Second, benefits linked to paid work should not be limited to ideal workers as traditionally defined. Health insurance policy waiting periods, ERISA vesting rules, Social Security recency requirements and the thirty-five-year work-life rule should all be abolished or redesigned so that they do not have a disparate impact on women.

A much larger component of government redistribution than the social safety net are entitlements that are "earned." How are they earned? All these are linked only with paid work, and treat family work as leisure that does not give rise to entitlements related to work. In addition, they typically are awarded to IW, as opposed to the part-time or other "casual" work that mothers often adopt in order to accommodate care-taking responsibilities.
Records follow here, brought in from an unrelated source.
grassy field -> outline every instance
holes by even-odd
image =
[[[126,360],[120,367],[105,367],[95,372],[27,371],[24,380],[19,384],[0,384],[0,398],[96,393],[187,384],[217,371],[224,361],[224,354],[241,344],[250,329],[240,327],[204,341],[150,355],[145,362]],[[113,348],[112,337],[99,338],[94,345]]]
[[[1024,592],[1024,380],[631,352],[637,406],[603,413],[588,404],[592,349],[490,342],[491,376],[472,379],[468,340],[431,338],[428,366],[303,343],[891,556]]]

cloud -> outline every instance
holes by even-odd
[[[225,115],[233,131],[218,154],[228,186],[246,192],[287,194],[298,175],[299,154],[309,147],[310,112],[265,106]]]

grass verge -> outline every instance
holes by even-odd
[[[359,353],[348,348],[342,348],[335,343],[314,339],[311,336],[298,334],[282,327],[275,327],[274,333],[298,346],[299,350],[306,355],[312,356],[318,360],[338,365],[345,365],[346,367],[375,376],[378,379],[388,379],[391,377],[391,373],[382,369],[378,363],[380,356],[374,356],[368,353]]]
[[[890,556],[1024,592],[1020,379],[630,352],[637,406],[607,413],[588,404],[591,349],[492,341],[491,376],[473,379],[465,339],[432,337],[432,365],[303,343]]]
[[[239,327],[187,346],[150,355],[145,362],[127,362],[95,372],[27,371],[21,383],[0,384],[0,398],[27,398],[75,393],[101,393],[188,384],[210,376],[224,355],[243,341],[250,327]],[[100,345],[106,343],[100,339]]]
As a result of these two patterns, it is disproportionately men who earn social entitlements such as Social Security, UI, pensions, etc.

IV. Conclusion: How to Change Women's Relationship to Economic Security

To analyze women's relationship to economic security, need to examine three things:

  • How a society's work system fits with its traditions of nurturance — this is what I have done for the U.S. via the IW analysis of market work

  • How it defines who owns what within the family

  • How a society allocates government wealth — not only the social safety net, but also provision of "earned" social entitlements related to paid and/or family work

To change the relationship of gender and economic security, we can change one of three basic relationships:

1) We can change the relationship of employer and employee, to require workplaces to take account of the important family work responsibilities of their employees.
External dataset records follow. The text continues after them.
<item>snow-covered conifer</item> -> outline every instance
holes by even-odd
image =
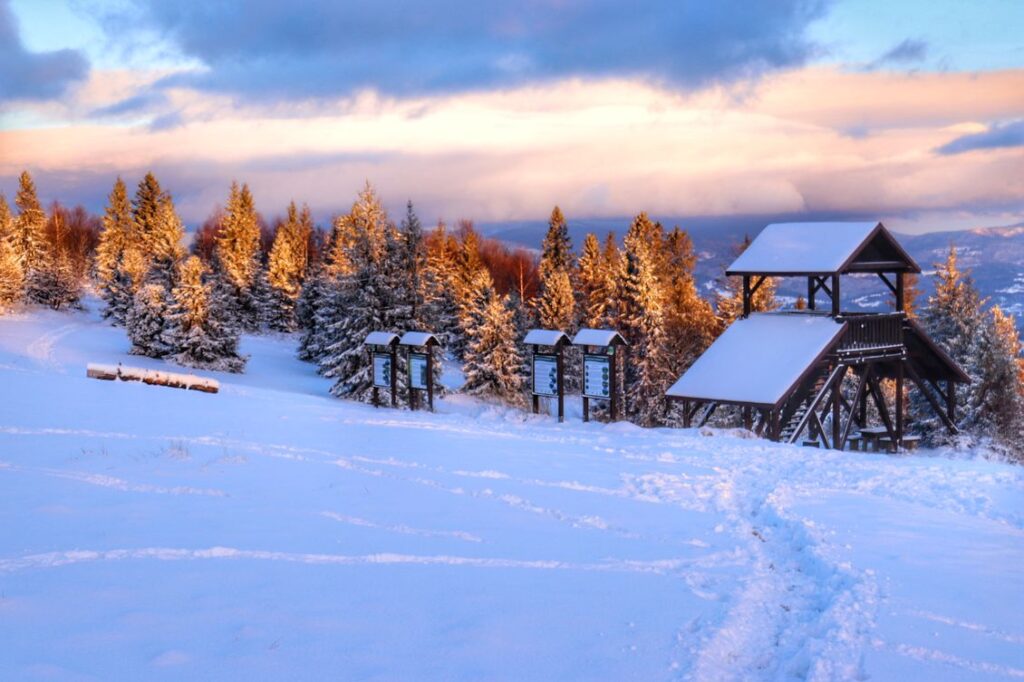
[[[309,208],[302,213],[293,201],[284,222],[277,228],[267,260],[267,324],[277,331],[295,331],[295,308],[306,277],[309,235],[313,230]]]
[[[100,297],[106,303],[103,317],[123,324],[127,310],[133,297],[130,284],[134,276],[125,268],[128,249],[136,251],[139,245],[135,240],[135,221],[132,218],[131,202],[124,181],[117,178],[114,188],[110,191],[107,206],[103,214],[103,230],[100,232],[99,244],[96,246],[96,281]]]
[[[0,313],[10,310],[25,291],[25,273],[10,240],[0,237]]]
[[[260,270],[260,224],[246,184],[231,183],[215,256],[224,281],[234,287],[235,319],[246,329],[257,329],[260,312],[254,289]]]
[[[550,270],[537,303],[540,326],[571,334],[575,326],[574,303],[569,273],[566,270]]]
[[[18,217],[11,230],[11,246],[26,277],[32,275],[46,252],[46,213],[36,195],[36,186],[28,171],[18,178],[18,193],[14,204]]]
[[[625,269],[620,290],[618,329],[630,344],[625,368],[626,411],[641,426],[660,422],[671,380],[664,356],[665,321],[649,244],[647,214],[634,218],[626,235]]]
[[[520,405],[524,400],[523,357],[509,297],[488,285],[480,298],[478,320],[467,338],[462,391]]]
[[[736,255],[739,256],[746,251],[750,244],[750,236],[744,236],[743,241],[735,249]],[[720,286],[722,290],[715,296],[715,311],[724,328],[743,315],[743,278],[723,275]],[[779,307],[779,302],[775,298],[776,286],[775,279],[769,277],[758,287],[751,300],[751,312],[766,312]]]
[[[540,256],[541,281],[558,270],[571,272],[575,267],[572,240],[569,238],[569,224],[562,215],[562,209],[555,206],[548,220],[548,231],[544,235]]]
[[[241,372],[238,330],[225,314],[213,287],[205,281],[206,266],[191,256],[179,267],[171,292],[164,343],[172,359],[187,367]]]
[[[719,323],[711,304],[697,291],[693,241],[678,227],[666,237],[666,268],[662,296],[665,311],[665,361],[669,375],[681,375],[718,334]]]
[[[977,379],[970,387],[962,428],[988,437],[997,449],[1024,460],[1024,384],[1020,336],[1012,315],[994,306],[977,330]]]
[[[164,341],[167,290],[160,284],[144,284],[135,293],[125,328],[132,342],[130,353],[160,358],[167,354]]]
need to go far beyond "family friendly" policies to rethink how we define the ideal worker baseline: proportional pay, benefits, and advancement for PT work particularly important in mandatory OT economies need to rethink the ways we define an ambitious, committed, valuable worker should be able to accomplish a lot through voluntary programs -- esp. in an age of high employment (U.S. rate now 4%). Yet we also should not lose sight of the fact that employers who designed their workplaces around men's bodies and traditional life patterns are discriminating against women

2) We can change relationships within the family

we can change the allocation of household work between men and women — but this has proven very difficult — We need to be a lot more thoughtful about why this strategy has had such limited success. Helpful to turn to growing literature on construction of masculinity. Men feel their masculinity is on the line. Also need to turn to literature on class, and to re-theorize the relationship of class and gender: gender performances help create class status; the available cultural idioms for performances of class are very gendered.

we can change our notions of who owns what within the family -- in the U.S., the key is in divorce law (for after marriage) and popular discourse (for who owns what during marriage). joint property proposal, to end unexamined notions inherited from coverture in other countries, some provide for even fewer entitlements for women upon divorce It's very important in countries that up until very recently have had virtually no divorce, not to replicate the situation in the U.S., where rising divorce rates have led to increased impoverishment of women and children (40% of divorce U.S. mothers are in poverty) because of unexamined assumptions about who owns what within the family

in other countries, it's also necessary to change inheritance laws.

3) Finally, we can change the configuration of the public and private spheres

two different approaches here
one has been discussed: government-ordered mandates on employers to provide leaves and alternative schedules for people with family work responsibilities

the other is to adopt a strategy of providing an entitlement to those involved in care work Here is the important work of Martha Fineman should be noted, as should the striking differences in childhood poverty rates in the U.S. and other civilized countries (or, should I say, in countries that are truly civilized when it comes to accepting the responsibility to provide children a true chance in life).